Gluten free flour is flour made of something other than wheat. Gluten-free flours we offer include acorn, buckwheat, corn, garbanzo bean, oat, potato, rice, tapioca and more. We also offer flours made with organic wheat, whole wheat, malted wheats, hard wheat, soft wheat, pastry wheat and more from the finest artisan mills in the world. If you’re not sure what flour to use for a dish or meal, give us a call!

Grain

Grains are actually seeds, with or without their outer hulls, harvested to eat or to use as ingredients in other dishes. As with flours, most mass-produced grains are refined, and the bran and the germ are removed from the grain kernel, leaving just sugar and starch. In addition to the refining process, today’s mass-produced grains have been bred to be transported and stored, and as a result, miss not just nutrition but also the flavor of the original ancient grains.

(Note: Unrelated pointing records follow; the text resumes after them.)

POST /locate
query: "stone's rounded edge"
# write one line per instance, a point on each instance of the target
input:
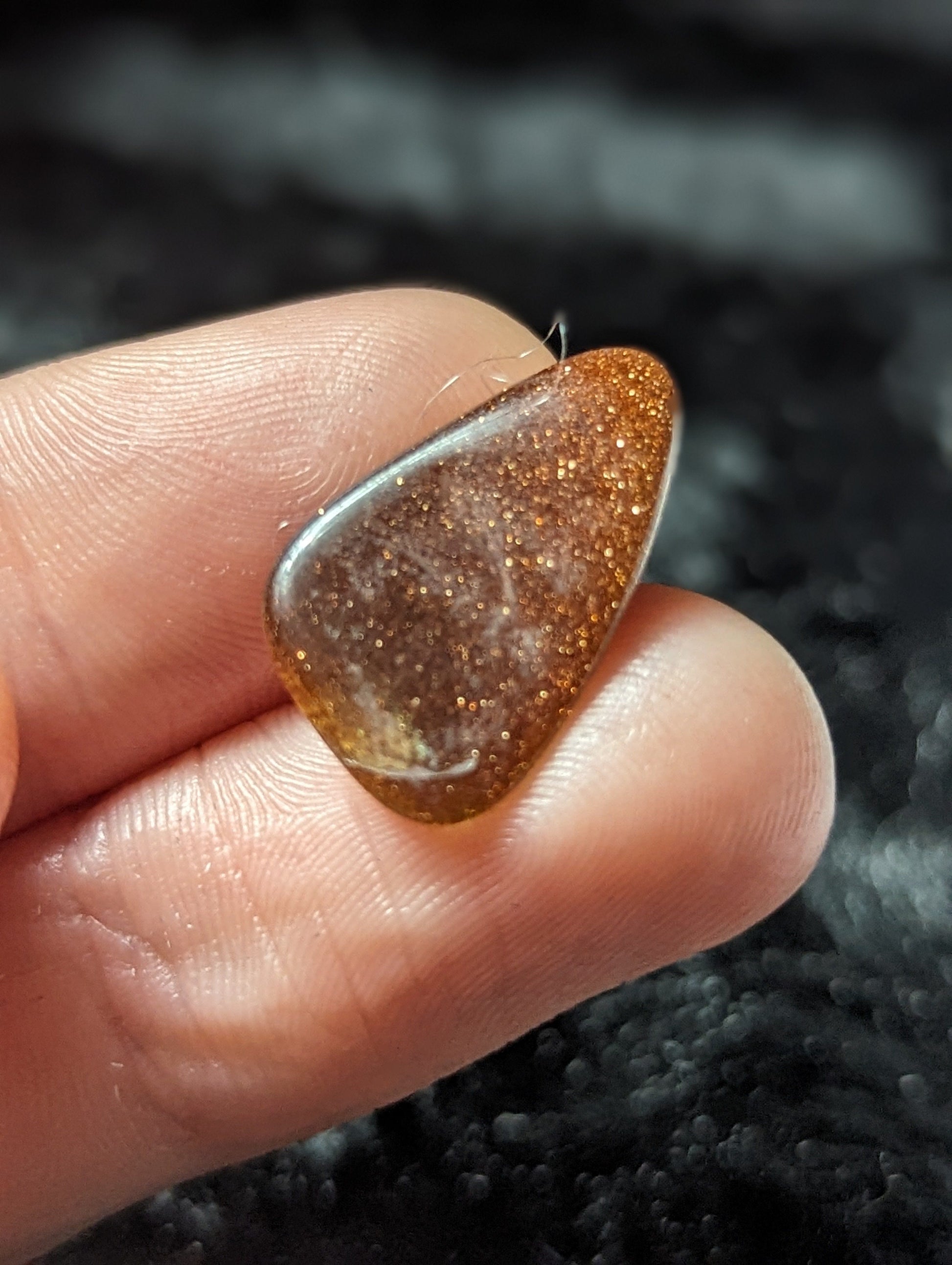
(328, 522)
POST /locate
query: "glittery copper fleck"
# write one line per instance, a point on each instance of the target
(438, 623)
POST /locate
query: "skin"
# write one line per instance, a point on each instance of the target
(211, 939)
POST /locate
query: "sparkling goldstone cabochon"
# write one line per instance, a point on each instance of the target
(438, 623)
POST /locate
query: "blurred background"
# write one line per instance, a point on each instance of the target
(760, 191)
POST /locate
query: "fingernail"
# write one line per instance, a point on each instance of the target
(438, 623)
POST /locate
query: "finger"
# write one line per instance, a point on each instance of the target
(147, 490)
(9, 754)
(246, 946)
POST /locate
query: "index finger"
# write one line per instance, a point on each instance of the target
(148, 489)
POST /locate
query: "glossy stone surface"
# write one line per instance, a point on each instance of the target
(438, 623)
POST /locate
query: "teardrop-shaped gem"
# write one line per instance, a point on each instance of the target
(438, 623)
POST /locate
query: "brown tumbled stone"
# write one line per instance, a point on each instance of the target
(438, 623)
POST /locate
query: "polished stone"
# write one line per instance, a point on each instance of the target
(438, 623)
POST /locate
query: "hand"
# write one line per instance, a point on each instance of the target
(211, 939)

Fortunately, artisan grains are making a comeback as diners crave authentic products and flavors. We carry brands like Anson Mills, which has recovered the Native American strains of corn and offers extremely flavorful cornmeal, grits and oats.  We supply Italian Farro from Rustichella, whole and a finely cracked Farro Couscous.  Also, we carry organic Spelt, Farro, Kamut and Purple Prairie Barley from organic farmers in Montana under the Timeless label.